До свидания, сынок, жди папку из Берлина..."
Свиридов прочитал это письмо перед микрофоном. Пластинку я обещал отправить Женьке, в Ленинград.
Уже перед отъездом, минут на двадцать мы пошли погулять по городу. Немцы, попадавшиеся нам навстречу, кланяясь, снимали шляпы. Они расчищали улицы, чинили трамвайные пути.
Река у берегов была завалена обломками разбитого моста. Вдоль берега цепочкой тянулись баржи, на них грузили имущество, украденное гитлеровцами в России.

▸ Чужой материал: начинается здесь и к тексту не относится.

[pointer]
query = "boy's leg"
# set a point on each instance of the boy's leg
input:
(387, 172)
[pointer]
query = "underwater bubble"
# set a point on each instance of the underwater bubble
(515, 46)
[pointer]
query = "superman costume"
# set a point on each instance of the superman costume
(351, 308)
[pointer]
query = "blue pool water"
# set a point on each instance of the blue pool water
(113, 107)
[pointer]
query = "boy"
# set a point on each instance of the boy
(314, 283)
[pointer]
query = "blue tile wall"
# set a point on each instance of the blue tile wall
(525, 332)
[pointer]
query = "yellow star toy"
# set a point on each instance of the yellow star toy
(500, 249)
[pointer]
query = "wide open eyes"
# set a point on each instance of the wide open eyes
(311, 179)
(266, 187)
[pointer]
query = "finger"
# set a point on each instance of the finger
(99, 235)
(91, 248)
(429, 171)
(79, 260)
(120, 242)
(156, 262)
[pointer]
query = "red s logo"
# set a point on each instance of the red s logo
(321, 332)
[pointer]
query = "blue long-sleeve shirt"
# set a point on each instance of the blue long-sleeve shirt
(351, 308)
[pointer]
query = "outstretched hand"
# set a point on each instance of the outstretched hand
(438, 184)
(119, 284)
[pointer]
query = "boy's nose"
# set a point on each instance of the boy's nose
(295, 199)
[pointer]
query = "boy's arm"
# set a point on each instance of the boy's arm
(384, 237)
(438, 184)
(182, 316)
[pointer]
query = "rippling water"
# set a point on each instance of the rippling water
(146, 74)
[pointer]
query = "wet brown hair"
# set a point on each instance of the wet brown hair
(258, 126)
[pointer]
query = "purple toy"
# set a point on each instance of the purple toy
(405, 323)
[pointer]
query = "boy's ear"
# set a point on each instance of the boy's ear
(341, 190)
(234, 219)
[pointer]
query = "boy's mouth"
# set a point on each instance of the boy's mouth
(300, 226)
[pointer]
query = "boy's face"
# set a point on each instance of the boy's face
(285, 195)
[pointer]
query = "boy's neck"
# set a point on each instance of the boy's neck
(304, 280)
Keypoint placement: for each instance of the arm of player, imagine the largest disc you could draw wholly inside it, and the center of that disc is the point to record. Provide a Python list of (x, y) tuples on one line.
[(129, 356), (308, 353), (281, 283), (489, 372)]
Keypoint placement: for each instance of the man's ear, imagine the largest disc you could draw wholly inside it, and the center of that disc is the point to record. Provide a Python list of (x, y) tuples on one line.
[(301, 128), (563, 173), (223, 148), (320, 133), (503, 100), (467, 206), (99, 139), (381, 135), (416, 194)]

И вдруг мы увидели большого слона. Возможно, это был тот самый, о котором писал полковник Женьке.
Слон бежал к пристани, привязанный за ногу длинной цепью к грузовой машине. Машина шла довольно быстро, и тяжелая цепь, должно быть, больно дергала слона. Он недовольно мотал хоботом, однако бежал тоже быстро.
Потом провожающие повели его по толстым, сильно прогибающимся доскам настила, и вот слон был на барже.
– Давай в Россию! - крикнул кто-то из наших солдат.
Баржа отплыла. Мы вернулись к своей машине.
...Маленький этот эпизод мог бы и быстро забыться. Да только я долго помнил усталое лицо боевого полковника Свиридова и ту счастливую улыбку, с которой он писал "говорящее письмо" из Германии маленькому ленинградцу Женьке.
"Говорит Берлин!"
Городок Штраусберг - в сорока километрах от Берлина. Волна боев, стремительно прокатившихся здесь, обошла город, почти не затронув этот небольшой островок из аккуратных домиков, узких улиц и множества садов, пышно расцветших в апреле.